Each story is written in stark, clear prose, but there are flashes of brilliance on almost every page, which meant the book took twice as long to read as normal, because I kept going back to re-read bits that impressed me. (One of my favourite lines was this, from page 157: “More glances flitting around the table like little birds in a conservatory, all atwitter with questions.”)

But it’s the descriptions of Manhattan that I liked best, particularly this scene describing the city as it was in 1859:

All over New York buildings were going up, others coming down, some no more than ten years old, but in this impatient town where nothing ever has a chance to decay, ten years was practically an eternity. […] For him the din and chaos of a city engaged in an unending turmoil of construction was nothing more than a spectacle provided for his amusement. It was theatre, and this being a period when increasing numbers of Europeans were arriving in Manhattan every day, the streets became more diverse, more colourful and exotic with every ship that discharged its cargo of humanity at the Battery.

There are common themes throughout the stories, namely death and ghosts and the terrible things people do to one another at times of extreme duress.
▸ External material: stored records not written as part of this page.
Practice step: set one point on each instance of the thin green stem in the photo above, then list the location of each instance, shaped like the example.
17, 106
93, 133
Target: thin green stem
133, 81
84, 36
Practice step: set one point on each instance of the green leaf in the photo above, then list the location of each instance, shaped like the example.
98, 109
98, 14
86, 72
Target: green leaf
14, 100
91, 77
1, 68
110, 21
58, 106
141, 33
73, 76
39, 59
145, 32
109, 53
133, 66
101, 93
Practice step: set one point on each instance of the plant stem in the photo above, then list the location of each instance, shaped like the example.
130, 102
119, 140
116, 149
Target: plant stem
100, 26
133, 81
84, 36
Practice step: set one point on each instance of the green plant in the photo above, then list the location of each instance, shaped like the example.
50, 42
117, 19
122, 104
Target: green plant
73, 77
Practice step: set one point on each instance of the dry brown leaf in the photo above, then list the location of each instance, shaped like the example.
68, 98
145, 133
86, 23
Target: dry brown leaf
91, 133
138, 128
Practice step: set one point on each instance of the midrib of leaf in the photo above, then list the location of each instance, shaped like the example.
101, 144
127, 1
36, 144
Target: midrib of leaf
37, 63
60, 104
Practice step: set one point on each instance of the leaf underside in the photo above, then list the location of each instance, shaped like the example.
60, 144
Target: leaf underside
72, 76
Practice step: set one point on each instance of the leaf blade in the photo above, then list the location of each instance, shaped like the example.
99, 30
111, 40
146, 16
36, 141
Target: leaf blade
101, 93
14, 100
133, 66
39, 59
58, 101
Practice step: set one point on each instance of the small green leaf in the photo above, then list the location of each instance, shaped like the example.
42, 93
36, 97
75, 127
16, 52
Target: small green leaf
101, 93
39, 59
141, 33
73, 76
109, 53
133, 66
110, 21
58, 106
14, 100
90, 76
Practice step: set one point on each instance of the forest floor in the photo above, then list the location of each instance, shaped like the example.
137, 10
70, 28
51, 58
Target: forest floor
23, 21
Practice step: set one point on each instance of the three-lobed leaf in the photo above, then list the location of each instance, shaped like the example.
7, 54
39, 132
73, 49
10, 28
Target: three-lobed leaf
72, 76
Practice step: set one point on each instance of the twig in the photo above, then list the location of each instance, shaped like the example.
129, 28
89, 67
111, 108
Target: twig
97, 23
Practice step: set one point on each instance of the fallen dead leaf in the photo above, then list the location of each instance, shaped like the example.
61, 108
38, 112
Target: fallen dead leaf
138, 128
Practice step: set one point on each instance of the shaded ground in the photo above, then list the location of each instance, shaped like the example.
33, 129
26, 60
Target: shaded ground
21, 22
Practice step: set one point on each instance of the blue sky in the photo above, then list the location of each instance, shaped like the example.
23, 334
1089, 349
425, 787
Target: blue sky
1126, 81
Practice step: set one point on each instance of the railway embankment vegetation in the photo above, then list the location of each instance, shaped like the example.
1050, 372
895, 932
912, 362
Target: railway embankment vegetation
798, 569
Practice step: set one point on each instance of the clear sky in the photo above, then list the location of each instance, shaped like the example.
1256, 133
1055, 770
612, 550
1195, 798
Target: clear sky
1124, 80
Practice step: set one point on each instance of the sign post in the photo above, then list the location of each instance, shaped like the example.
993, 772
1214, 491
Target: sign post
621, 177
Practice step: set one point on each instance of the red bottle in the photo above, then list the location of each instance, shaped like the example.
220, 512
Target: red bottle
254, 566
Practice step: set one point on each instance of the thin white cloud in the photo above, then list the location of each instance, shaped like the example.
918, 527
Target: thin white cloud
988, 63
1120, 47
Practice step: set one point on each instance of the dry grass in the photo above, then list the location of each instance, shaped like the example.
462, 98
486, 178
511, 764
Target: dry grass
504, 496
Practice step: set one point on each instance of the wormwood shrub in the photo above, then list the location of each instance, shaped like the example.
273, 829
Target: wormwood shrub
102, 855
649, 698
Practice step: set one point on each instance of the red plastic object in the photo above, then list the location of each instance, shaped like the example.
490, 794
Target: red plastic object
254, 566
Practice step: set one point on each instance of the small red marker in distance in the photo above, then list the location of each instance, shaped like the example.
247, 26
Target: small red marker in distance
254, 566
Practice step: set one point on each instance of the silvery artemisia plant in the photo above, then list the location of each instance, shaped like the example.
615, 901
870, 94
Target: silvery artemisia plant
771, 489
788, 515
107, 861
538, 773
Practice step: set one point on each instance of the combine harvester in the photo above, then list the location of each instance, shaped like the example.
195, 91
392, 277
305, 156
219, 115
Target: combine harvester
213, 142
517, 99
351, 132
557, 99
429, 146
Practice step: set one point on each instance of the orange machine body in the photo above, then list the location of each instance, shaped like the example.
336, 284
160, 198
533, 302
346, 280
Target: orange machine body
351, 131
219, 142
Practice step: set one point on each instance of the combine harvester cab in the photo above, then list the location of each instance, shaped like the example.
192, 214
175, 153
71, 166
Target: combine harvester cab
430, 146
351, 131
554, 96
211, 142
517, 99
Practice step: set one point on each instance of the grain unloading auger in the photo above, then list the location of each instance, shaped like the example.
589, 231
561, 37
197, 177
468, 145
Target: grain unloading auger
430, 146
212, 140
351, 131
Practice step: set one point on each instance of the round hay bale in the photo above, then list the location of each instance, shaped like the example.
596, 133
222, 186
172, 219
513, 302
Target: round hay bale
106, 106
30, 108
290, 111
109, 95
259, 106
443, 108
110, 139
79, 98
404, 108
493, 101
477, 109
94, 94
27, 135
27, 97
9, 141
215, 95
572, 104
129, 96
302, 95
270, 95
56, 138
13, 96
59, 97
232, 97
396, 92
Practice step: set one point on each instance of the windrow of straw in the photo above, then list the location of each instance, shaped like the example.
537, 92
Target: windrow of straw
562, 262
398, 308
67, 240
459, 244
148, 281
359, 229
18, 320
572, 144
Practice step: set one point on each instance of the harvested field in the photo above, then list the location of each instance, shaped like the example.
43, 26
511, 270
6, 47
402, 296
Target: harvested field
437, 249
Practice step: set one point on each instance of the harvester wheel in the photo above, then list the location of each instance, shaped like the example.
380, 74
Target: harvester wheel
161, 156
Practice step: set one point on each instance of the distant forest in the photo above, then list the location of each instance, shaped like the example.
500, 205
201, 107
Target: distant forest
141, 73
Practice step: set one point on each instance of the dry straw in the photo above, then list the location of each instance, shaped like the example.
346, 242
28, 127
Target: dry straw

The city, too, is a malevolent presence, where only the toughest inhabitants survive. Indeed, the opening line from a story set in the late 18th century — “I have been in the town, a disquieting experience, for New York has become a place not so much of death as of the terror of death” — could almost be its closing sentence describing the days after 9/11, too.

All in all, a thoroughly superb trio of elegantly spooky stories, and a great taster for McGrath’s work.